🤖 AI Summary
This work addresses the problem of data deletion in deep learning—efficiently predicting how a model’s behavior changes after removing a subset of its training data. The authors propose a novel approach grounded in a stability assumption, introducing high-order complex directional derivatives into locally sketched arithmetic circuits for the first time and leveraging forward-mode automatic differentiation for efficient computation. Their method incurs only a poly(1/ε) overhead over standard training during a one-time precomputation phase, requires storage equivalent to poly(1/ε) model copies, and achieves prediction latency only poly(1/ε) times slower than standard inference. Crucially, the prediction error vanishes as ε approaches zero, and the framework is compatible with state-of-the-art, high-performance AI models.
📝 Abstract
How does the choice of training data influence an AI model? This question is of central importance to interpretability, privacy, and basic science. At its core is the data deletion problem: after a reasonable amount of precomputation, quickly predict how the model would behave in a given situation if a given subset of training data had been excluded from the learning algorithm.

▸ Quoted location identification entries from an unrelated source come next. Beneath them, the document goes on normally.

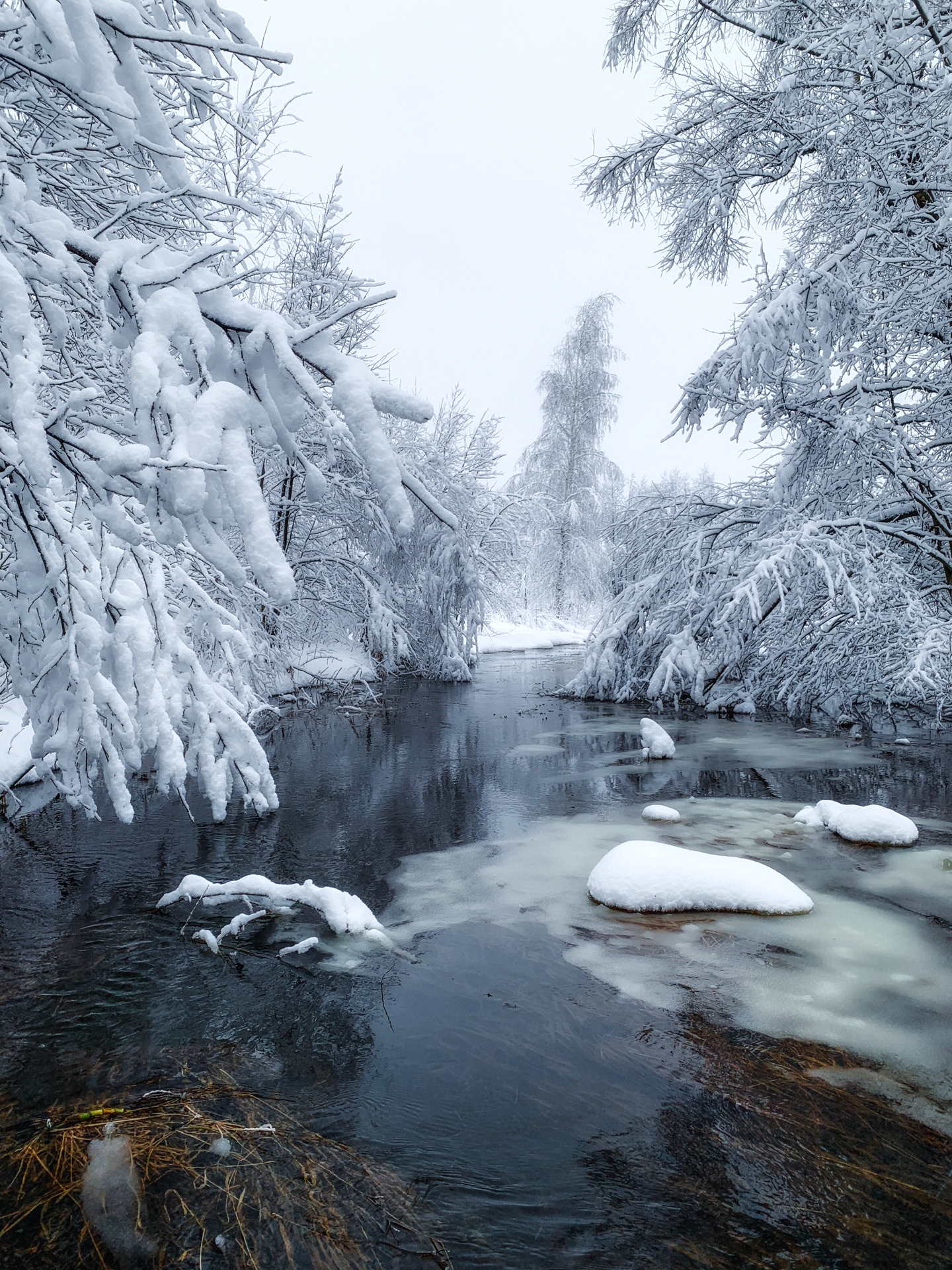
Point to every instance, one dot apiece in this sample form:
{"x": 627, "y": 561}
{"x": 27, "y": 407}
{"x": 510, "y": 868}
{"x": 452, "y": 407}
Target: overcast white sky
{"x": 460, "y": 130}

We present a data deletion scheme capable of predicting model outputs with vanishing error $\varepsilon$ in the deep learning setting. Our precomputation and prediction algorithms are only $\mathrm{poly}(1/\varepsilon)$ factors slower than regular training and inference, respectively. The storage requirements are those of $\mathrm{poly}(1/\varepsilon)$ models.
Our proof is based on an assumption that we call "stability." In contrast to the assumptions made by prior work, stability appears to be fully compatible with learning powerful AI models. In support of this, we show that stability is satisfied in a minimal set of experiments with microgpt. Our code is available at https://github.com/SamSpo1/microgpt-sketch.
At a technical level, our work is based on a new method for locally sketching an arithmetic circuit by computing higher-order derivatives in random complex directions. Forward-mode automatic differentiation allows cheap computation of these derivatives.